Funding of new facilities
With its head office at Shanghai, it will have an Indian chairman to begin with. Similarly, the CRF will have $100 billion funding. Basically it will be a currency swap arrangement allowing for emergency support to BRICS countries facing balance of payment crisis. China promised to contribute $41 billion to the fund while $18 billion each by India, Russia and Brazil. South Africa will contribute $5 billion to the fund.
Initiated in mid-2009, BRIC became BRICS in 2010 with South Africa’s joining the group to set up the new financial institutions. Their key objectives were to have a bigger say in global financial order challenging the monopoly of the western countries. BRICS represents 40 percent of the global population; 18 percent of global trade and having $4 trillion in combined foreign reserves. Estimates suggest that “the large foreign reserves of BRICS and many developing economies in Asia have been mostly invested in the US Gilt-edged Securities and Sovereign Wealth Funds over the years. Despite the low yield in such securities and funds, the bulk of the reserve surpluses of emerging and developing economies have been invested in them mainly due to the strength and international standing of US dollar. Had these reserves been invested in emerging and developing economies, they would have not only bridged the massive infrastructure deficit of those countries but also uplifted millions of people out of poverty.”

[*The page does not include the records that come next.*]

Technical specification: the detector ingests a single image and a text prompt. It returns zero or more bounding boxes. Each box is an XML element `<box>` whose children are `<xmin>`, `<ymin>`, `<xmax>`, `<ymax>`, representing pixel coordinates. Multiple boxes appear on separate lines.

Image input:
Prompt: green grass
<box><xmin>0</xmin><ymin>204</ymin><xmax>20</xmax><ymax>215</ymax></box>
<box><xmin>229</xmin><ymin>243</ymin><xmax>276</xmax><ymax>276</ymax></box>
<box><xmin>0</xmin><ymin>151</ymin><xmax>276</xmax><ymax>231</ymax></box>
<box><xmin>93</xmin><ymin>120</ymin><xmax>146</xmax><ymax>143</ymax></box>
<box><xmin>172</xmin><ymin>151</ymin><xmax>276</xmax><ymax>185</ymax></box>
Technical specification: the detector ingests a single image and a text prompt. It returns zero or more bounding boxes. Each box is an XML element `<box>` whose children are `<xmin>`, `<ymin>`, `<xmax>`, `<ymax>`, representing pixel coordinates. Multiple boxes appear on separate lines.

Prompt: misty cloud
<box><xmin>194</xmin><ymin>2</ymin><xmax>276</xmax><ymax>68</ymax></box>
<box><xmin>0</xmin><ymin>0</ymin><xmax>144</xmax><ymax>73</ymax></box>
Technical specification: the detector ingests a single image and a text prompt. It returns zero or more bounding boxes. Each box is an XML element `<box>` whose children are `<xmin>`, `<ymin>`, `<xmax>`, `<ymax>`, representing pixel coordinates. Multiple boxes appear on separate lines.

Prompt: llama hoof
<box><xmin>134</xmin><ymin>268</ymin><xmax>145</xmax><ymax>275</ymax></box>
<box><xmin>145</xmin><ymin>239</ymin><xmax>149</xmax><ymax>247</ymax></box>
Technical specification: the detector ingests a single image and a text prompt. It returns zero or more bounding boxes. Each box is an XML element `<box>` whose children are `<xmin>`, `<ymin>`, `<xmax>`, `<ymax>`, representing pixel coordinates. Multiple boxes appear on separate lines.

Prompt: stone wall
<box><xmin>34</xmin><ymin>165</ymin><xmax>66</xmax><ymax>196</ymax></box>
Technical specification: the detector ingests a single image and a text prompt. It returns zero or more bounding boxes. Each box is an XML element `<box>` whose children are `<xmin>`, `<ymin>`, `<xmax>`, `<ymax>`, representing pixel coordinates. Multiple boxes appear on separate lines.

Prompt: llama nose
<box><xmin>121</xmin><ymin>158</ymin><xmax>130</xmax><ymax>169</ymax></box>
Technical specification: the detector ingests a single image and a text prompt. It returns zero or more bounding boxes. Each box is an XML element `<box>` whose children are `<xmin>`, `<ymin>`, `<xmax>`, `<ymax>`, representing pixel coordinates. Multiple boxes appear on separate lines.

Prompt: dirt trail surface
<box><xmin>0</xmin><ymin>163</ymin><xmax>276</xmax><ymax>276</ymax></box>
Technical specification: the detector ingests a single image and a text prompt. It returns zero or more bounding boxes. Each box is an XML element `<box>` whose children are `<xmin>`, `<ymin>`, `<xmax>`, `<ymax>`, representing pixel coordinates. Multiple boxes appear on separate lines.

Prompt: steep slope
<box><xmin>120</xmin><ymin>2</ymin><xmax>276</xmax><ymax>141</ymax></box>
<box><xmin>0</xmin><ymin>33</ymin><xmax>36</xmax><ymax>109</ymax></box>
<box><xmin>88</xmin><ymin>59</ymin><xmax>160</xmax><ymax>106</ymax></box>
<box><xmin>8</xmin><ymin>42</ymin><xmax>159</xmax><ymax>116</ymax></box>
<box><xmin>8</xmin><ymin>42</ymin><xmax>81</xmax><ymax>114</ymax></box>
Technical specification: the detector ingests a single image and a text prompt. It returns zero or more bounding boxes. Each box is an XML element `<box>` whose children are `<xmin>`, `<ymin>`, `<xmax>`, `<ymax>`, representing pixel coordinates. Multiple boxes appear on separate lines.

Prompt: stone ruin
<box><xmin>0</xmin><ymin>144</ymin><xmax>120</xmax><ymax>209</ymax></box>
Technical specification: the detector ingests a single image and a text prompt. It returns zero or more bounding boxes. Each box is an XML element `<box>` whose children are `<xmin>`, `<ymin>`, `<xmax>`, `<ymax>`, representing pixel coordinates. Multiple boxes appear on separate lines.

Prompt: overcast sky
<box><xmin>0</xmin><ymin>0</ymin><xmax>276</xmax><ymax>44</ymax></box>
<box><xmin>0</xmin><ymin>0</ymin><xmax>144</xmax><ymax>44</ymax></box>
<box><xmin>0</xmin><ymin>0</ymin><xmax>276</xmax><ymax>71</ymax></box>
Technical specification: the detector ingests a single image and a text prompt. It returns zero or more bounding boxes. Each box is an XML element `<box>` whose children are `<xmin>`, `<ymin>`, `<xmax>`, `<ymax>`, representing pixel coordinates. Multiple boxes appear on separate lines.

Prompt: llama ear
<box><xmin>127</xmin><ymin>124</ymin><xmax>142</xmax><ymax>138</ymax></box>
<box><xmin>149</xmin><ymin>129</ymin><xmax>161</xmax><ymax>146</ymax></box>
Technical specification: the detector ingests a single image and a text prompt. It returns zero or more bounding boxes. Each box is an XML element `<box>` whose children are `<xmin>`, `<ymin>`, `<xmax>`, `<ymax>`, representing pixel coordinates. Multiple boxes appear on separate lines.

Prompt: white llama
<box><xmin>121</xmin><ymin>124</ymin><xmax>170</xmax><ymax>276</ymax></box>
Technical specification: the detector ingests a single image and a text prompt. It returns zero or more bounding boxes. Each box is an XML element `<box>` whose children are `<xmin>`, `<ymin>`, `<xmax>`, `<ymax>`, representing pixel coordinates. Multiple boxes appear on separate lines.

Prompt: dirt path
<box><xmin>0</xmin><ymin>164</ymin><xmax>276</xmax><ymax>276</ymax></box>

Economics and Social Survey for Asia and the Pacific- 2010 carried out by ESCAP showed if $800 billion per annum was allocated to the Asia-Pacific region, the infrastructure deficit in the region could have been covered in a couple of years. ESCAP in fact, argues that “the rate of return on investing part of the reserves in the region would have been higher than the returns from the US market, and for this purpose only 5 percent of the $5 trillion reserves in the region could have been used to create an Infrastructure Fund”.
China still serious for AIIB?
Such thinking has influenced the Chinese leadership with their largest investment in US securities to promote an Asian Infrastructure Investment Bank (AIIB), similar to Japan’s initiative to set up the Asian Development Bank (ADB) in 1966, reports said.
Such thinking influenced all BRICS leaderships who were convinced of the benefits of their surplus savings and foreign reserves from establishing a new development bank, particularly for funding major infrastructure projects. The idea of setting up the BRICS Bank thus came to the fore.
It has been estimated that close to $1 trillion funding is required per annum to meet the infrastructure deficit in emerging economies and developing countries. The existing local, regional, and multilateral banks cannot meet this requirement and the new BRICS Bank will be able to supplement the existing banks’ contribution, in addition to making the global financial system competitive.
“The launch of the BRICS Bank and CRA will be a concerted step for reshaping the Western dominated international financial system. It will be the first step to challenge the domination of the US influenced WB and the IMF and the US dollar power,” analysts said.
Japan had taken an initiative to set up such an institution soon after the East Asian Financial crisis of 1997 but it had to abandon the move on pressure from IMF and US Treasury. BRICS has walked over such resistance.
Its financial institutions may now slowly work to bring about reforms in global financial system. In fact, the BRICKS nations – Brazil, China, India, Russia, and South Africa, the global emerging economic powers – have the potentials to bring pressures on western dominated institutions to reform and comply.
But questions remain whether China will abandon its plan to set up the Asian Infrastructure development Bank after the establishment of BRICS Bank and CRA. Moreover, will the BRICS Bank give large loan at concessional rates? Again will the CRA provide balance of payment support in more liberal terms? We have to wait and see.